“There died the best of passions, Love and Fame.”
This is not a legitimate ellipsis. Fame is not a passion, though love is: but his ear was evidently confused by the meeting of the sounds “love and fame,” as if they of themselves immediately implied “love, and love of fame.” Pope’s rhymes are constantly defective, being rhymes to the eye instead of the ear; and this to a greater degree, not only than in later, but than in preceding writers. The praise of his versification must be confined to its uniform smoothness and harmony. In the translation of the Iliad, which has been considered as his masterpiece in style and execution, he continually changes the tenses in the same sentence for the purposes of the rhyme, which shews either a want of technical resources, or great inattention to punctilious exactness. But to have done with this.

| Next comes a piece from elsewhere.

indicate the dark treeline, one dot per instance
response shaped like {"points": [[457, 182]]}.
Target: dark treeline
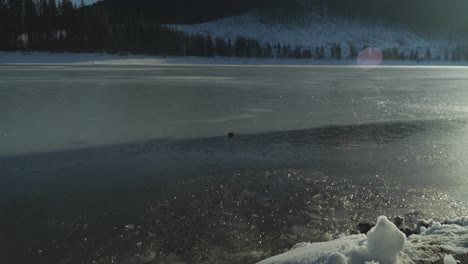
{"points": [[121, 26], [429, 15]]}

The epistle of Eloise to Abelard is the only exception I can think of, to the general spirit of the foregoing remarks; and I should be disingenuous not to acknowledge that it is an exception. The foundation is in the letters themselves of Abelard and Eloise, which are quite as impressive, but still in a different way. It is fine as a poem: it is finer as a piece of high-wrought eloquence. No woman could be supposed to write a better love-letter in verse. Besides the richness of the historical materials, the high gusto of the original sentiments which Pope had to work upon, there were perhaps circumstances in his own situation which made him enter into the subject with even more than a poet’s feeling. The tears shed are drops gushing from the heart: the words are burning sighs breathed from the soul of love. Perhaps the poem to which it bears the greatest similarity in our language, is Dryden’s Tancred and Sigismunda, taken from Boccaccio. Pope’s Eloise will bear this comparison; and after such a test, with Boccaccio for the original author, and Dryden for the translator, it need shrink from no other. There is something exceedingly tender and beautiful in the sound of the concluding lines:
“If ever
chance two wandering lovers brings
To Paraclete’s
white walls and silver springs,” &c.
The Essay on Man is not Pope’s best work. It is a theory which Bolingbroke is supposed to have given him, and which he expanded into verse. But “he spins the thread of his verbosity finer than the staple of his argument.” All that he says, “the very words, and to the self-same tune,” would prove just as well that whatever is, is wrong, as that whatever is, is right. The Dunciad has splendid passages, but in general it is dull, heavy, and mechanical. The sarcasm already quoted on Settle, the Lord Mayor’s poet, (for at that time there was a city as well as a court poet)
“Now night
descending, the proud scene is o’er,
But lives in Settle’s
numbers one day more”—
is the finest inversion of immortality conceivable. It is even better than his serious apostrophe to the great heirs of glory, the triumphant bards of antiquity!